Se decidió que quienes participaron de la asamblea pueden optar por participar de alguna de las comisiones previa inscripción al correo: uniondeescritorasyescritores@gmail.com

Por otro lado y hasta tanto no se haya constituido la comisión de acciones y dada la imposibilidad de realizar el lecturazo en tiempo y forma, se optó por redactar una declaración que será compartida a la brevedad a través de nuestros canales de comunicación. En el mismo sentido, se invita a quienes desean participar, a asistir a la marcha contra el presupuesto 2019. Se deja aclarado que el establecimiento de las comisiones posibilitará una mejor organización para acciones futuras. 

Primera Asamblea Abierta

La Unión de Escritoras y Escritores invita a participar de la Asamblea abierta a realizarse el viernes 19 de octubre de 19 a 21 hs, en la CTA Autónoma, Tte. Gral. Juan Domingo Perón 3866, CABA.
El objetivo de la Asamblea es compartir la experiencia transitada hasta el momento y profundizar la línea política que la Unión viene llevando adelante en torno a la figura del escritor en tanto trabajador.
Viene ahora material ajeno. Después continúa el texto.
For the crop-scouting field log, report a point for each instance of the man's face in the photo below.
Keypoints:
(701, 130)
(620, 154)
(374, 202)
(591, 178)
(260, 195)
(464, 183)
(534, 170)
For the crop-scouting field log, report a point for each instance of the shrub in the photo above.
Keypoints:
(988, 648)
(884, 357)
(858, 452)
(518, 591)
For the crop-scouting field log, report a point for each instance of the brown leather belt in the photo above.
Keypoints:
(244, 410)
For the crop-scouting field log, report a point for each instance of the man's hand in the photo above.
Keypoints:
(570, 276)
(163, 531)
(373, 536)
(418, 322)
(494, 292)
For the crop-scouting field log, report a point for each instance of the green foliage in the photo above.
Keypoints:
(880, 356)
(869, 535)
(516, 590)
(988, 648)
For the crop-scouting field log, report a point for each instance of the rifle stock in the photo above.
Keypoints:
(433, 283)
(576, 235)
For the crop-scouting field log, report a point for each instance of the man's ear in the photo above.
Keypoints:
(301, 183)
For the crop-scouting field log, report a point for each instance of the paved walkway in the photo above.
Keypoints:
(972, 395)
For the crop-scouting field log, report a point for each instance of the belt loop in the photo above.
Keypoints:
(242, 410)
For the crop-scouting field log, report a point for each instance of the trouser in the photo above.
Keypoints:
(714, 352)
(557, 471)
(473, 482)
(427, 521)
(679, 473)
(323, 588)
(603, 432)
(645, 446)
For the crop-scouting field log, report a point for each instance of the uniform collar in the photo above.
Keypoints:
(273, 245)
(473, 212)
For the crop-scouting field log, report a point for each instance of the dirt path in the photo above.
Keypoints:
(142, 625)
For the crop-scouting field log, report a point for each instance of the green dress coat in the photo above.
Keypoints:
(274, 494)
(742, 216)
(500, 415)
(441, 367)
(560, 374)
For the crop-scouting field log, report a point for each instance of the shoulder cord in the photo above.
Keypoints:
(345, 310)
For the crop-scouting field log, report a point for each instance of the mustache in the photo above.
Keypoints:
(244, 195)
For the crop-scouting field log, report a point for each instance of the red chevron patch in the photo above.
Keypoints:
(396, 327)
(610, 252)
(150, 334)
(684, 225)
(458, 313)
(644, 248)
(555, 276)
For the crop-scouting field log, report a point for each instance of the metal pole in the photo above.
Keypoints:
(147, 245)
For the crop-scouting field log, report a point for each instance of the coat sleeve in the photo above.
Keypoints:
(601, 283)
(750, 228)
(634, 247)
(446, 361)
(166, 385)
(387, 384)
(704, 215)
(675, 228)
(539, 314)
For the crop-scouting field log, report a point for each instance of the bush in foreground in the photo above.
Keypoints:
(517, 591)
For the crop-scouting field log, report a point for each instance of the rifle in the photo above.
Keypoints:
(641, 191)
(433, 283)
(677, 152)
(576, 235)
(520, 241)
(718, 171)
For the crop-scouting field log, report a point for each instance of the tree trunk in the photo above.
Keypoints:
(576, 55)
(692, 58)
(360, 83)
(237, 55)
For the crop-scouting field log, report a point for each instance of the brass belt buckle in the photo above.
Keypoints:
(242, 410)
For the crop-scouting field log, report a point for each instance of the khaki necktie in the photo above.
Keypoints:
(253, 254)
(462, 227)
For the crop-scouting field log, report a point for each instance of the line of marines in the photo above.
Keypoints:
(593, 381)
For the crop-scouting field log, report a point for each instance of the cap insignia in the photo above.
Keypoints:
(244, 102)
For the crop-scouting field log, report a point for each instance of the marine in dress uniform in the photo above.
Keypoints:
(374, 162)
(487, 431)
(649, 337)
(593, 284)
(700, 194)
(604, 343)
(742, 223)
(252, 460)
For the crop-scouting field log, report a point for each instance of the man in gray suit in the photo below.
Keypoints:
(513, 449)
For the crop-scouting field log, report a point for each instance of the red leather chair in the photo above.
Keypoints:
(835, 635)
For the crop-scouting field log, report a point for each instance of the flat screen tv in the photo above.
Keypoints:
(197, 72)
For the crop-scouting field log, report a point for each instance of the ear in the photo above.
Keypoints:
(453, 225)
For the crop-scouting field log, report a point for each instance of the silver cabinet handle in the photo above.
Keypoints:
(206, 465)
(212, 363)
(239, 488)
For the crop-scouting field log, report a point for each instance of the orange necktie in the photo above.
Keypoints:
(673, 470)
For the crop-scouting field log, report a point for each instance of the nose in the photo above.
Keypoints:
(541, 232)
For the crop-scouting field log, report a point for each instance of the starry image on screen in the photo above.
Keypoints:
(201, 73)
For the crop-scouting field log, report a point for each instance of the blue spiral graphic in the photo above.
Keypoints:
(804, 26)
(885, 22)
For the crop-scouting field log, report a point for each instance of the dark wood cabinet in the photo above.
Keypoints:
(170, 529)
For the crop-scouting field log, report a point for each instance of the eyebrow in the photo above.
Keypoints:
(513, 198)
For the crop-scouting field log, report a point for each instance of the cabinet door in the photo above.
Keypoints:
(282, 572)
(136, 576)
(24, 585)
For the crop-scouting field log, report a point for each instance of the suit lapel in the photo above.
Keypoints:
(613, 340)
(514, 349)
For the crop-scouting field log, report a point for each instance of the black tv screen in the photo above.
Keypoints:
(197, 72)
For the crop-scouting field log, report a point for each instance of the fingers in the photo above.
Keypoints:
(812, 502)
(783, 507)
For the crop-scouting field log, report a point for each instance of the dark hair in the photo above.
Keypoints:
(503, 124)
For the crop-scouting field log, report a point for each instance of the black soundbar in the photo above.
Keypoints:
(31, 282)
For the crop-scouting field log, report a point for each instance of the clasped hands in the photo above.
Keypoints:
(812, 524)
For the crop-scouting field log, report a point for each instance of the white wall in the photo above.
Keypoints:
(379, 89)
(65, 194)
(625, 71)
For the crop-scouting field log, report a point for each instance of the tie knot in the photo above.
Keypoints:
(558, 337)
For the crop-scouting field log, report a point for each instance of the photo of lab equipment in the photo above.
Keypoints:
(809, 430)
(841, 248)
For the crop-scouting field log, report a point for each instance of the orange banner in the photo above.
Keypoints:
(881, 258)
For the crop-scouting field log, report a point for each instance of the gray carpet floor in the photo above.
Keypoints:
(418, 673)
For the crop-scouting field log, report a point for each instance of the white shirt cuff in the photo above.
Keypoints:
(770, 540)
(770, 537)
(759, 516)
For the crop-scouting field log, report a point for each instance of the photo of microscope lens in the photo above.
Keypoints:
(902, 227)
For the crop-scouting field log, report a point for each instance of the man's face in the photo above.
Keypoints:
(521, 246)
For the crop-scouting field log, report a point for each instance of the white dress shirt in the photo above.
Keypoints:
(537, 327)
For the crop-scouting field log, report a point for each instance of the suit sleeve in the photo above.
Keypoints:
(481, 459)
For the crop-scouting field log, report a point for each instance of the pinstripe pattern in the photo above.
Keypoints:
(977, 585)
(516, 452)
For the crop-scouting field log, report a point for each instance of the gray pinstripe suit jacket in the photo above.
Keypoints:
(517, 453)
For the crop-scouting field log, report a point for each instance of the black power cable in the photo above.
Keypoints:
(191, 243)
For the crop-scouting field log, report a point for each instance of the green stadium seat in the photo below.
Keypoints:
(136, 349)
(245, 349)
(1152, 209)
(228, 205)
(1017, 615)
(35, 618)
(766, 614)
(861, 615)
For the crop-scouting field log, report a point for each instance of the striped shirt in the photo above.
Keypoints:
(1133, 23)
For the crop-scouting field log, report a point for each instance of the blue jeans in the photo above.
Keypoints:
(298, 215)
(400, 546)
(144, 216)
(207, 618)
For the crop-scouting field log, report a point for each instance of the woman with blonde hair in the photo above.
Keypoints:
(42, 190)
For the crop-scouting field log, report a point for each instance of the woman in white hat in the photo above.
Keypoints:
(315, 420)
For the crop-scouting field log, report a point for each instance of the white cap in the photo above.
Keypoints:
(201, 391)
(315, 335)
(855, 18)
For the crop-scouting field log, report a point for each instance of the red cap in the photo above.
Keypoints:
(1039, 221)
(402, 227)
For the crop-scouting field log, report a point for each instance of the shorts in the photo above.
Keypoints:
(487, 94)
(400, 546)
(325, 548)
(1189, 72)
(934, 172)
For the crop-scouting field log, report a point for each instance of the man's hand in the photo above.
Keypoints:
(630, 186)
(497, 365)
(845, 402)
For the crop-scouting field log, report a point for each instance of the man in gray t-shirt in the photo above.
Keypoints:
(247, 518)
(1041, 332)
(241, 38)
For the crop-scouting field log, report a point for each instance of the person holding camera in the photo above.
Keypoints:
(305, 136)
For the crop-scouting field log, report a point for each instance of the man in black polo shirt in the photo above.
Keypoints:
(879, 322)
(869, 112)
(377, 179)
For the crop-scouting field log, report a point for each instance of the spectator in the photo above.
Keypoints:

Temario propuesto para esta primera Asamblea abierta:

*Presentación y balance de las acciones realizadas por la Unión.

*Políticas públicas: Impulso a una Ley del Libro integral que valorice y respalde el trabajo de lxs escritorxs, y que coordine políticas para la industria del libro en general.
Compartimos un resumen del proyecto de Ley presentado en el 2008 por el entonces diputado Jorge Coscia:
https://uniondeescritorasyescritores.wordpress.com/2018/09/05/proyecto-de-ley-creacion-del-instituto-nacional-del-libro/

*Defensa reivindicativa: Elaboración de un nomenclador que busque establecer valores orientativos de las distintas tareas rentadas que realizamos lxs escritorxs. Compartimos un tarifario de los trabajadores de la edición a modo de ejemplo:
http://masparamas.com.ar/tarifario-editorial/

Esperamos contar con su participación. Agradecemos la difusión de la convocatoria.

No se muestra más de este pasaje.